Meglio in Fiera o nel Quadrilatero? Perché molti brand scelgono di restare a Milano
Niente stand, niente lunghi viaggi in taxi o in metropolitana. Cosa c’è di meglio del Quadrilatero e dintorni per incontrare architetti, design o semplici curiosi? Showroom raccolti nel fazzoletto della cerchia del Navigli o poco più, molti in bellissimi palazzi storici.
Non è certo una guerra tra centro e padiglioni fieristici perché uno ha bisogno dell’altro, ma sicuramente è una tendenza, soprattutto delle grandi firme. Tra queste, per esempio, Cassina, Poltrona Frau, Giorgetti o Design holding con B&B Italia.
Una scelta che l’azienda aveva maturato prima della pandemia. «Posso dire – continua Caropulis – che quelle dinamiche che avevamo intuito qualche anno fa sono state poi confermate. Non cambierei queste scelte».
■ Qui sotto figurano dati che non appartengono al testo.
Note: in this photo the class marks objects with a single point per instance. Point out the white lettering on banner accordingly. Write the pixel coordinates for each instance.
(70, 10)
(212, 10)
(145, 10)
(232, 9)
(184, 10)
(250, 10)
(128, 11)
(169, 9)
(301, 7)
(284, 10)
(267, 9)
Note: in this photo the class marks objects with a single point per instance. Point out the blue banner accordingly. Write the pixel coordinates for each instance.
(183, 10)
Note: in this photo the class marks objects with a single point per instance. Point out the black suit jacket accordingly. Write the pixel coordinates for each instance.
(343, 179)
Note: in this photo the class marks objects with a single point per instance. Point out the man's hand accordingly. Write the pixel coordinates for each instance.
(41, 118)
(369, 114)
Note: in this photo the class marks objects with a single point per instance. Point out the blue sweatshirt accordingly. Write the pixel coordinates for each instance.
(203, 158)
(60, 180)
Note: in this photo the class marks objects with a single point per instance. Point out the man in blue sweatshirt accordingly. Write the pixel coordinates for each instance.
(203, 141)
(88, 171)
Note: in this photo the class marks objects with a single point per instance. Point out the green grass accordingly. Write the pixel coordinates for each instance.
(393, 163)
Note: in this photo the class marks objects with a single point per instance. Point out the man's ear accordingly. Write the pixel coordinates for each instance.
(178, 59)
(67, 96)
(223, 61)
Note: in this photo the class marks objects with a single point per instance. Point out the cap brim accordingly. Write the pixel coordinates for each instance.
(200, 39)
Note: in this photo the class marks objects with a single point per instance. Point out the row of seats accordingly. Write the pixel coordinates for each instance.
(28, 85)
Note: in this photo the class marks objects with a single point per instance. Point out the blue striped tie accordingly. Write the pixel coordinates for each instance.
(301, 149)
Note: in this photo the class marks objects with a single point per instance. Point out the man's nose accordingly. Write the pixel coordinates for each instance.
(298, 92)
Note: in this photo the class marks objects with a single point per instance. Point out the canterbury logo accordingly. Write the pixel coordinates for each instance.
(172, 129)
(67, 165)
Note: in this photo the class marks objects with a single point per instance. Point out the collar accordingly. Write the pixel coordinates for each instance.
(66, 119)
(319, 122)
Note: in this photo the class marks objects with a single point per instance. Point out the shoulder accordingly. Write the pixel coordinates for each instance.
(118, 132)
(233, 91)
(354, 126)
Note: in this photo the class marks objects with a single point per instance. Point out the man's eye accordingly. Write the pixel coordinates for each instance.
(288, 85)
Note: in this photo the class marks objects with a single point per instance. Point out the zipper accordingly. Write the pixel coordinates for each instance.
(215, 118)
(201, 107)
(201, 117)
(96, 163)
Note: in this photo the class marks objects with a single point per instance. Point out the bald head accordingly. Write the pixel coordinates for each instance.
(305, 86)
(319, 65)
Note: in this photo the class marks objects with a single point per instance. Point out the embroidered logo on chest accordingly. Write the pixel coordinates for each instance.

Per il brand organizzare un’offerta immersiva ed esperienziale risulta dunque difficile in uno spazio destinato più agli accordi commerciali come una fiera. Peraltro poi c’è anche il tema degli investimenti economici «perchè apportare modifiche allo showroom di proprietà non vale solo per una settimana, ma per tutta la stagione».
La riflessione di Carupolis però va anche oltre queste queste giornate per guardare le tendenze del mercato globale. «Il mondo – continua – sta marciando verso una clusterizzazione delle economie e degli ecosistemi. In pratica vedo la Cina in un percorso ormai ben definito che va verso l’autosufficienza di consumo. Più autonoma e diciamo staccata dal mondo occidentale».
Una riflessione che non trova completamente d’accordo l’amministratore delegato di Giorgetti, Giovanni Del Vecchio. «Non credo che le diverse aree economiche si stiano in qualche modo rendendo indipendenti e autarchiche in termini di produzione e consumi, bensì stiamo assistendo a un rallentamento degli investimenti immobiliari e dunque dell’economia che noi stessi rappresentiamo. Viviamo raffreddamento delle potenzialità del business».
Un altro elemento nuovo che sottolinea Del Vecchio è la crescita a lungo termine della cultura dei design del consumatore cinese. «Un cliente più esigente sulla qualità e sulla personalizzazione che sta creando anche dei professionisti che sanno fare un ottimo lavoro di qualità». «Ecco perchè alcuni marchi cinesi stanno diventando sempre più rilevanti. Niente che possa preoccupare il made in Italy, sia ben chiaro, fino a che manterremo alto il nostro livello di ricerca e di innovazione».
Sul perché anche Giorgetti abbia scelto di non andare in fiera, Del Vecchio ha sottolineato come «stiamo vivendo un periodo molto stimolante, ricco di visitatori. La città è piena è questo è un segnale di grande vitalità che va coltivato. Dobbiamo tenere presente che uno degli elementi di successo del centro di Milano è la connettività e l’alta offerta dell’ospitalità. Fattori importanti per chi viene dall’estero per lasciarsi ispirare o per valutare progetti concreti. Qui abbiamo il massimo della visibilità».
Se per l’ad di Giorgetti dunque cresce la consapevolezza che il Salone del mobile non è solo la fiera, si deve anche dire con chiarezza che «che non ce niente se non c’è la fiera. Senza fiera non c’è neanche il Fuorisalone. Un’esperienza che è stata fatto in modo molto limpido durante la pandemia. In quel momento abbiamo constatato che l’esistenza dell’esposizione di Rho è vitale per tutti noi».
Poi con molto realismo ogni azienda deve fare i conti con i propri investimenti e non si può fare tutto. «Giorgetti ha accelerato con l’espansione dei negozi monomarca nel mondo. L’apertura in via della Spiga e a New York ha fatto il paio con i dieci punti aperti lo scorso anno, quindi – ha concluso Del Vecchio – al momento la nostra priorità è quella dell’espansione internazionale».